Terlepas dari persoalan harga daging, Ronnie menilai agar Indonesia tidak terperangkap dengan harga daging sapi. Sebab, kondisi geografis Indonesia sejatinya tidak cocok untuk ternak ruminansia besar, terutama di pulau Jawa karena kontur perbukitan. Hanya wilayah NTB yang ideal karena punya wilayah sedikit mendatar untuk pembesaran sapi.

Sebaliknya, Indonesia sebetulnya sangat cocok untuk ternak ruminansia kecil seperti kambing dan domba yang itu juga merupakan sumber pangan kearifan lokal dan berkelanjutan.

"Jadi seharusnya jangan berkelit mencari berbagai cara, karena memang daging merah yang berkelanjutan adalah kambing dan domba. Jangan menentang alam, karena kalau kita memaksakan sapi, itu menantang alam," kata dia.

Namun memang, diakui, hal itu merupakan isu besar jangka panjang karena berhadap langsung dengan pola konsumsi masyarakat Indonesia yang sudah terbentuk.
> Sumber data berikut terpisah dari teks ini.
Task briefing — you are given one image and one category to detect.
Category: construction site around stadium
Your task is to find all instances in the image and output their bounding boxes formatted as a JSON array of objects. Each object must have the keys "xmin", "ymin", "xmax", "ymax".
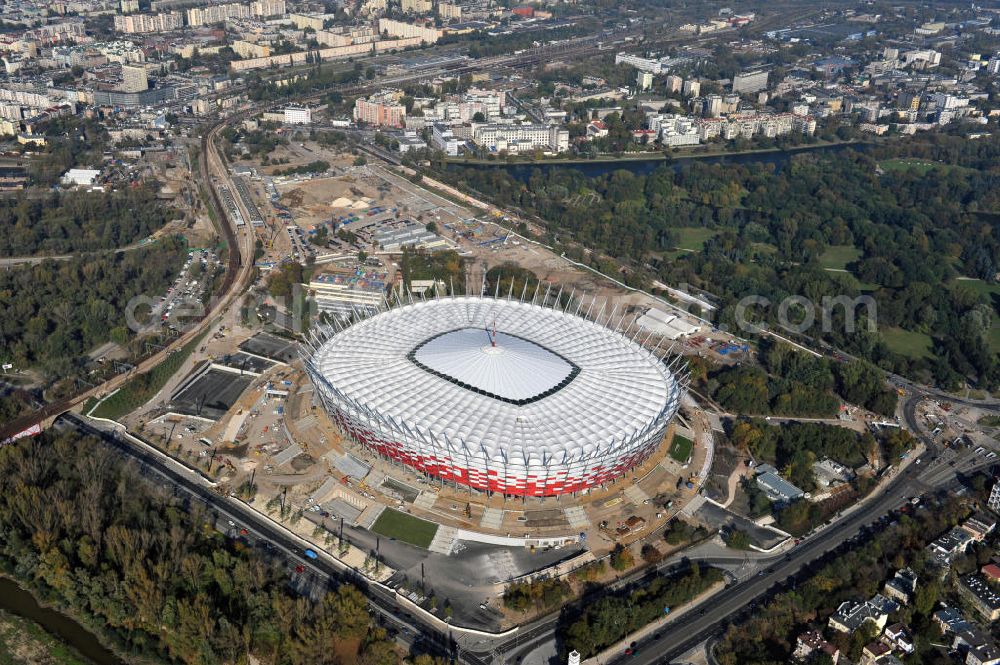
[{"xmin": 305, "ymin": 291, "xmax": 688, "ymax": 497}]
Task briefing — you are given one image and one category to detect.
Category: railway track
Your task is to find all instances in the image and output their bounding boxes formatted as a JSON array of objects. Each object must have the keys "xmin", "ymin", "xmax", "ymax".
[
  {"xmin": 0, "ymin": 121, "xmax": 242, "ymax": 442},
  {"xmin": 1, "ymin": 8, "xmax": 820, "ymax": 442}
]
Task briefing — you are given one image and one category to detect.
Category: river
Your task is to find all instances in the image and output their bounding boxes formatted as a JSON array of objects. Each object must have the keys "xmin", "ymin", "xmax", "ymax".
[
  {"xmin": 447, "ymin": 141, "xmax": 870, "ymax": 180},
  {"xmin": 0, "ymin": 577, "xmax": 126, "ymax": 665}
]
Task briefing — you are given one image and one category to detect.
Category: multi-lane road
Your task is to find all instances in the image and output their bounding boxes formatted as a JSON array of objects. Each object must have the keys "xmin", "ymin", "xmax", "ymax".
[{"xmin": 468, "ymin": 392, "xmax": 997, "ymax": 665}]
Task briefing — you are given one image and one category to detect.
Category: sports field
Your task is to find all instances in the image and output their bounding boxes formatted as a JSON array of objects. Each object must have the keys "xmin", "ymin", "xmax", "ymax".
[
  {"xmin": 370, "ymin": 508, "xmax": 439, "ymax": 549},
  {"xmin": 669, "ymin": 435, "xmax": 694, "ymax": 464}
]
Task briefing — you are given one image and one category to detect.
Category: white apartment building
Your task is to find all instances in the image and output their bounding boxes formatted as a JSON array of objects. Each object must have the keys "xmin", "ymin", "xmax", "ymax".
[
  {"xmin": 120, "ymin": 64, "xmax": 148, "ymax": 93},
  {"xmin": 187, "ymin": 3, "xmax": 250, "ymax": 26},
  {"xmin": 377, "ymin": 18, "xmax": 442, "ymax": 43},
  {"xmin": 402, "ymin": 0, "xmax": 432, "ymax": 12},
  {"xmin": 431, "ymin": 123, "xmax": 463, "ymax": 156},
  {"xmin": 283, "ymin": 106, "xmax": 312, "ymax": 124},
  {"xmin": 651, "ymin": 114, "xmax": 700, "ymax": 146},
  {"xmin": 94, "ymin": 41, "xmax": 146, "ymax": 64},
  {"xmin": 113, "ymin": 12, "xmax": 183, "ymax": 33},
  {"xmin": 250, "ymin": 0, "xmax": 285, "ymax": 17},
  {"xmin": 931, "ymin": 93, "xmax": 969, "ymax": 111},
  {"xmin": 682, "ymin": 79, "xmax": 700, "ymax": 97},
  {"xmin": 615, "ymin": 52, "xmax": 663, "ymax": 74},
  {"xmin": 472, "ymin": 123, "xmax": 569, "ymax": 154},
  {"xmin": 901, "ymin": 49, "xmax": 941, "ymax": 68}
]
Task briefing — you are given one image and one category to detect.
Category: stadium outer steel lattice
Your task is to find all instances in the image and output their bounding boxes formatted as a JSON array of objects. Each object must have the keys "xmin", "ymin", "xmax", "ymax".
[{"xmin": 303, "ymin": 287, "xmax": 689, "ymax": 497}]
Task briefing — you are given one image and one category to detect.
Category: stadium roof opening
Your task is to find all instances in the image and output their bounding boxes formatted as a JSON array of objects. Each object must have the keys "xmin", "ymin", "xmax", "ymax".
[{"xmin": 410, "ymin": 328, "xmax": 578, "ymax": 405}]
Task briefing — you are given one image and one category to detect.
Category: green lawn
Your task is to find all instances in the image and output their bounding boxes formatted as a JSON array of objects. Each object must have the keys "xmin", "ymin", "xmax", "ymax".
[
  {"xmin": 674, "ymin": 227, "xmax": 718, "ymax": 252},
  {"xmin": 819, "ymin": 245, "xmax": 861, "ymax": 271},
  {"xmin": 990, "ymin": 325, "xmax": 1000, "ymax": 354},
  {"xmin": 880, "ymin": 158, "xmax": 974, "ymax": 177},
  {"xmin": 669, "ymin": 434, "xmax": 694, "ymax": 464},
  {"xmin": 882, "ymin": 327, "xmax": 934, "ymax": 359},
  {"xmin": 879, "ymin": 159, "xmax": 939, "ymax": 176},
  {"xmin": 953, "ymin": 278, "xmax": 1000, "ymax": 298},
  {"xmin": 371, "ymin": 508, "xmax": 439, "ymax": 549}
]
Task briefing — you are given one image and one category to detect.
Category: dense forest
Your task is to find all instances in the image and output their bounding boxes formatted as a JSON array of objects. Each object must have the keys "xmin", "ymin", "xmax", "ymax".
[
  {"xmin": 0, "ymin": 429, "xmax": 401, "ymax": 665},
  {"xmin": 714, "ymin": 494, "xmax": 974, "ymax": 665},
  {"xmin": 0, "ymin": 236, "xmax": 187, "ymax": 378},
  {"xmin": 696, "ymin": 339, "xmax": 898, "ymax": 417},
  {"xmin": 440, "ymin": 132, "xmax": 1000, "ymax": 390},
  {"xmin": 0, "ymin": 186, "xmax": 173, "ymax": 256},
  {"xmin": 559, "ymin": 563, "xmax": 724, "ymax": 658}
]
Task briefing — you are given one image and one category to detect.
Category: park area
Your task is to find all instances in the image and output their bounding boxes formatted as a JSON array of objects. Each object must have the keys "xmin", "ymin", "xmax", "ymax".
[{"xmin": 370, "ymin": 508, "xmax": 438, "ymax": 549}]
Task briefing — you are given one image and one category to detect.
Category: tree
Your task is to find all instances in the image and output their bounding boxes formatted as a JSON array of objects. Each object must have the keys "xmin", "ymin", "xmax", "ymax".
[
  {"xmin": 724, "ymin": 529, "xmax": 751, "ymax": 550},
  {"xmin": 610, "ymin": 544, "xmax": 634, "ymax": 571},
  {"xmin": 641, "ymin": 544, "xmax": 664, "ymax": 564}
]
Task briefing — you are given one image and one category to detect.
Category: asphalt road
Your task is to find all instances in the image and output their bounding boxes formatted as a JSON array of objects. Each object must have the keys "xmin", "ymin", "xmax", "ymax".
[{"xmin": 482, "ymin": 394, "xmax": 996, "ymax": 665}]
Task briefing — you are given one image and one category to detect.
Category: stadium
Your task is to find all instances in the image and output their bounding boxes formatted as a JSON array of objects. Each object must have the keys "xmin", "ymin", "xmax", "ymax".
[{"xmin": 305, "ymin": 293, "xmax": 686, "ymax": 497}]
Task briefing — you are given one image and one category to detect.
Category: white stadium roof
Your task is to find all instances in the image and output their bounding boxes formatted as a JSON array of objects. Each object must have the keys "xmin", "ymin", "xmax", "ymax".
[{"xmin": 310, "ymin": 297, "xmax": 679, "ymax": 465}]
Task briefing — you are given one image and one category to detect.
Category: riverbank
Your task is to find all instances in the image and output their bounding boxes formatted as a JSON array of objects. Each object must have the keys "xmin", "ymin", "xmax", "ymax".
[
  {"xmin": 0, "ymin": 607, "xmax": 93, "ymax": 665},
  {"xmin": 0, "ymin": 577, "xmax": 126, "ymax": 665},
  {"xmin": 444, "ymin": 139, "xmax": 867, "ymax": 168}
]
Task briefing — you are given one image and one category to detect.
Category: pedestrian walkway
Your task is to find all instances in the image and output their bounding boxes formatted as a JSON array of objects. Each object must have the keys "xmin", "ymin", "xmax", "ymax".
[
  {"xmin": 428, "ymin": 525, "xmax": 458, "ymax": 555},
  {"xmin": 358, "ymin": 504, "xmax": 385, "ymax": 529},
  {"xmin": 272, "ymin": 443, "xmax": 301, "ymax": 467},
  {"xmin": 680, "ymin": 494, "xmax": 705, "ymax": 518},
  {"xmin": 624, "ymin": 484, "xmax": 650, "ymax": 505},
  {"xmin": 481, "ymin": 507, "xmax": 504, "ymax": 530},
  {"xmin": 413, "ymin": 491, "xmax": 437, "ymax": 511},
  {"xmin": 564, "ymin": 505, "xmax": 590, "ymax": 529}
]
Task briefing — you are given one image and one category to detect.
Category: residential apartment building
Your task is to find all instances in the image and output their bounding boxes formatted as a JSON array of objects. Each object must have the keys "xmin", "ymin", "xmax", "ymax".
[
  {"xmin": 250, "ymin": 0, "xmax": 285, "ymax": 17},
  {"xmin": 989, "ymin": 481, "xmax": 1000, "ymax": 512},
  {"xmin": 960, "ymin": 575, "xmax": 1000, "ymax": 622},
  {"xmin": 113, "ymin": 12, "xmax": 183, "ymax": 32},
  {"xmin": 232, "ymin": 40, "xmax": 270, "ymax": 59},
  {"xmin": 377, "ymin": 18, "xmax": 442, "ymax": 43},
  {"xmin": 472, "ymin": 123, "xmax": 569, "ymax": 154},
  {"xmin": 430, "ymin": 123, "xmax": 463, "ymax": 155},
  {"xmin": 187, "ymin": 3, "xmax": 251, "ymax": 26},
  {"xmin": 695, "ymin": 112, "xmax": 815, "ymax": 141},
  {"xmin": 651, "ymin": 114, "xmax": 699, "ymax": 146},
  {"xmin": 120, "ymin": 64, "xmax": 148, "ymax": 93},
  {"xmin": 438, "ymin": 2, "xmax": 462, "ymax": 19},
  {"xmin": 615, "ymin": 52, "xmax": 664, "ymax": 74},
  {"xmin": 401, "ymin": 0, "xmax": 432, "ymax": 12},
  {"xmin": 354, "ymin": 93, "xmax": 406, "ymax": 127},
  {"xmin": 283, "ymin": 106, "xmax": 311, "ymax": 124}
]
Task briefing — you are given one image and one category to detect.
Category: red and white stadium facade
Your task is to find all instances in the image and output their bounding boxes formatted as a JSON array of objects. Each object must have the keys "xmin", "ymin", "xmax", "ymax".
[{"xmin": 305, "ymin": 289, "xmax": 687, "ymax": 497}]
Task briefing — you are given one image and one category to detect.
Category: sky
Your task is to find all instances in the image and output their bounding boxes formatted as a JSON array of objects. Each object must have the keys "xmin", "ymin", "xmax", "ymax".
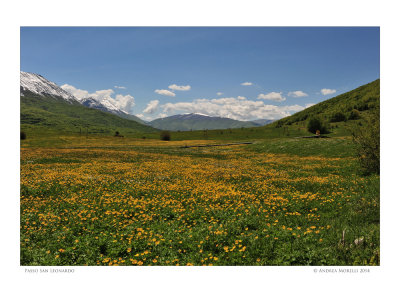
[{"xmin": 20, "ymin": 27, "xmax": 380, "ymax": 121}]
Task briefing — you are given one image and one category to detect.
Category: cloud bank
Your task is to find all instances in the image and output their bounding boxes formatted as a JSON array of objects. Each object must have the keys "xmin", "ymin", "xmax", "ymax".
[
  {"xmin": 241, "ymin": 82, "xmax": 253, "ymax": 86},
  {"xmin": 161, "ymin": 96, "xmax": 308, "ymax": 121}
]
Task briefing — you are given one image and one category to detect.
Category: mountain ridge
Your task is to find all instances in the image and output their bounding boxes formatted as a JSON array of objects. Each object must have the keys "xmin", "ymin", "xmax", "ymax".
[
  {"xmin": 20, "ymin": 71, "xmax": 78, "ymax": 104},
  {"xmin": 149, "ymin": 113, "xmax": 265, "ymax": 131}
]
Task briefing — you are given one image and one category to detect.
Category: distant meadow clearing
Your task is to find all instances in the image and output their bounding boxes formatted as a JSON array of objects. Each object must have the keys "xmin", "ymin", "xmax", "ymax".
[{"xmin": 20, "ymin": 137, "xmax": 379, "ymax": 266}]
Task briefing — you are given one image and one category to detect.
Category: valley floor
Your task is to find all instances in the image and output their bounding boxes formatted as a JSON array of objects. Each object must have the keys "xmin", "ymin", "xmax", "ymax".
[{"xmin": 20, "ymin": 136, "xmax": 379, "ymax": 266}]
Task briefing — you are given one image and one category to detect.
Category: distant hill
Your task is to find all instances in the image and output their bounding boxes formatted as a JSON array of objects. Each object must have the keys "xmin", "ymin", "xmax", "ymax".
[
  {"xmin": 270, "ymin": 79, "xmax": 380, "ymax": 128},
  {"xmin": 20, "ymin": 90, "xmax": 157, "ymax": 136},
  {"xmin": 148, "ymin": 113, "xmax": 260, "ymax": 131}
]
"Memang ini sangat menantang, tapi dengan teknologi digital saat ini, saya rasa alternatif-alternatif itu bisa menjadi pilihan sadar konsumen," ujarnya.

Harga daging sapi belakangan menjadi sorotan publik lantaran mengalami kenaikan harga hingga Rp 140 ribu per kg, dari harga normal di kisaran Rp 110 ribu per kg.

Sorotan publik terhadap harga pangan kian meningkat lantaran disaat bersamaan, sejumlah komoditas pangan pokok mengalami kenaikan harga, seperti minyak goreng, kedelai sebagai bahan baku tahu tempe, hingga cabai.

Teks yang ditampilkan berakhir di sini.